L’euro bientôt sous les 1$ ?
Face à ce qui semble être un risque croissant de récession en Europe et une nouvelle envolée des prix du gaz et de l’électricité, l’euro est tombé mardi 5 juillet à son plus bas niveau depuis 20 ans face au dollar, la monnaie unique valant à tout juste 1,03 $.
Selon les indicateurs économiques, l’activité économique dans la zone euro a même fortement ralenti en juin pour atteindre son plus bas niveau en 16 mois.

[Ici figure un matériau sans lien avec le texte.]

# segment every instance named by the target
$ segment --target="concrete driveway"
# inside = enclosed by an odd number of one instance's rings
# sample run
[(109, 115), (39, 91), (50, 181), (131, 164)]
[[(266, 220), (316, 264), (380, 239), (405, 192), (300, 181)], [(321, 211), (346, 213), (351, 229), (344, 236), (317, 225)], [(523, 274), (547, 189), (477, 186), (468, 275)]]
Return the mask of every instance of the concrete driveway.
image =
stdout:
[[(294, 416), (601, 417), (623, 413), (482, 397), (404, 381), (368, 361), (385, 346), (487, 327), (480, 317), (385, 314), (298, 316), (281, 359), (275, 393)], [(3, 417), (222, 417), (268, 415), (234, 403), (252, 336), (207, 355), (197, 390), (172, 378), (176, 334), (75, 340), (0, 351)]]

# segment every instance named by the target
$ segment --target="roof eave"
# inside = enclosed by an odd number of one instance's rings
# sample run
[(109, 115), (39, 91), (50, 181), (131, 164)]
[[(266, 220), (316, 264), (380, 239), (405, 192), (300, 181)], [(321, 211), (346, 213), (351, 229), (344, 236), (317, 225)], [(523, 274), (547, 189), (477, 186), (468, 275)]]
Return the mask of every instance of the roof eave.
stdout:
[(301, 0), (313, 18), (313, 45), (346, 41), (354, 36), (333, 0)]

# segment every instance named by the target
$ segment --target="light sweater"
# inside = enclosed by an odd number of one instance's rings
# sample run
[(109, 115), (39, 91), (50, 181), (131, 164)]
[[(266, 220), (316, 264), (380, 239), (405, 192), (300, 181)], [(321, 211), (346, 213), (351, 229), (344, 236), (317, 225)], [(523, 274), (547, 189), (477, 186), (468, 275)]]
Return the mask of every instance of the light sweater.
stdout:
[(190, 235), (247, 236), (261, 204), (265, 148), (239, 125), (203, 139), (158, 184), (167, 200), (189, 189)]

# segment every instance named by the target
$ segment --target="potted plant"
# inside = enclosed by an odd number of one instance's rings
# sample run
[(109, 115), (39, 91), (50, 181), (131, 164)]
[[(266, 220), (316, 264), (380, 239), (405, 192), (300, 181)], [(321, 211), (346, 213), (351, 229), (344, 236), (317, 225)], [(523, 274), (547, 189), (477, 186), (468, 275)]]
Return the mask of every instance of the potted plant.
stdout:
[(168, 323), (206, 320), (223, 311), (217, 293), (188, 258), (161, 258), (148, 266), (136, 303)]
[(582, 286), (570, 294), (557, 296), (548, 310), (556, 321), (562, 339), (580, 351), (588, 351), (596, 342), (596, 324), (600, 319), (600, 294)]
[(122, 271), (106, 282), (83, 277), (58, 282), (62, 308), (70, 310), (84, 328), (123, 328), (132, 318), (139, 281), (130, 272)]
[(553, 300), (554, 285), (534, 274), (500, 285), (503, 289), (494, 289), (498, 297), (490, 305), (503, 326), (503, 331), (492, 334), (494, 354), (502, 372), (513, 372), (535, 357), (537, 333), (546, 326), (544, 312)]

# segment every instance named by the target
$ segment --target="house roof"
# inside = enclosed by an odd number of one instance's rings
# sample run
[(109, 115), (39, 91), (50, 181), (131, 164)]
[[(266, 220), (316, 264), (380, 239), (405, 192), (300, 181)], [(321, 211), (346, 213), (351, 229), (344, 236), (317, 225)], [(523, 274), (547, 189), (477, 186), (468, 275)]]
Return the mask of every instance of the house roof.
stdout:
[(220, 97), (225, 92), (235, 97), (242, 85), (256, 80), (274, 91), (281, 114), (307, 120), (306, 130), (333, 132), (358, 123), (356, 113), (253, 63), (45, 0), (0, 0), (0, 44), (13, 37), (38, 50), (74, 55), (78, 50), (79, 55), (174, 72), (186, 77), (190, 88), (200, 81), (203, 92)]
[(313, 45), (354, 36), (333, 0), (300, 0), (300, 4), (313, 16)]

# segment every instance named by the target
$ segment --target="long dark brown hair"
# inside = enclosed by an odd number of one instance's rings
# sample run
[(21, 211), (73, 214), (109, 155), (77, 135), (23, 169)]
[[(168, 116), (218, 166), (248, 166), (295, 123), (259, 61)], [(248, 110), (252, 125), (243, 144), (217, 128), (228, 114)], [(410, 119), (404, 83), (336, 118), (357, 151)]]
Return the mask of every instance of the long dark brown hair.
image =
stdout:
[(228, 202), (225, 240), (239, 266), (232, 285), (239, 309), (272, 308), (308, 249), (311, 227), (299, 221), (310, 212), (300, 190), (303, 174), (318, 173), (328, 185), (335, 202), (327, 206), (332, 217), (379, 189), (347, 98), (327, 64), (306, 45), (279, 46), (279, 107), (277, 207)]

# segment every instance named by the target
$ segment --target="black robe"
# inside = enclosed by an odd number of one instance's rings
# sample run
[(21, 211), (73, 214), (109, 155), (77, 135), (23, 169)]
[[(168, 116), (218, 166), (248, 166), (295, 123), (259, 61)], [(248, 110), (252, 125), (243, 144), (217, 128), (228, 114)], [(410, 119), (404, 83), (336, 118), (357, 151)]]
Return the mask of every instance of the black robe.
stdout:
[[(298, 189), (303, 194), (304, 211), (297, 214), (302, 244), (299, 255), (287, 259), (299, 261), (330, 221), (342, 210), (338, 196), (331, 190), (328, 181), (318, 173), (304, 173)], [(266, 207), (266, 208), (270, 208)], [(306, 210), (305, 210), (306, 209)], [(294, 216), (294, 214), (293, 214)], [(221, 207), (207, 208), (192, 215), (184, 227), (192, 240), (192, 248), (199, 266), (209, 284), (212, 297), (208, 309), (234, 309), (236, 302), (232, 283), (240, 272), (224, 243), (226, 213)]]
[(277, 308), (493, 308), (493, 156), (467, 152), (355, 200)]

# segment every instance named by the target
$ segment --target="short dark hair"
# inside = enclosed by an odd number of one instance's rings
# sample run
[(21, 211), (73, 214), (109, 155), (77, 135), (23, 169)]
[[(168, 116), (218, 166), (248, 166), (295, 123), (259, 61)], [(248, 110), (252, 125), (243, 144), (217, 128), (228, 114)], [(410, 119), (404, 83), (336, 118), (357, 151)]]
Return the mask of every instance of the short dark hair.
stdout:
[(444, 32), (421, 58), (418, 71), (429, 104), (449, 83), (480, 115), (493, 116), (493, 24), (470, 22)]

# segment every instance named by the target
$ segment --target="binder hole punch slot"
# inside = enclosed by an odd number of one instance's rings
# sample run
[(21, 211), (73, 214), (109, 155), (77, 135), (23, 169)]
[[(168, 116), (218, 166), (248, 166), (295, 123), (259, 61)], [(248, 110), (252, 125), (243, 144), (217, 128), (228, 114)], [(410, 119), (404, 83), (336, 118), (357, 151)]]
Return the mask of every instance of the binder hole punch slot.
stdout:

La banque Nomura voit l’euro tomber sous la parité (0,98 $) en août, avant de tomber à 0,95 $ un mois plus tard. Son analyste Jordan Rochester estime que les industries européennes ont besoin d’un euro plus faible pour restaurer la compétitivité de leurs exportateurs, la flambée des coûts énergétiques ayant érodé leur compétitivité. Les prix du gaz en Europe sont sept fois plus élevés qu’aux États-Unis.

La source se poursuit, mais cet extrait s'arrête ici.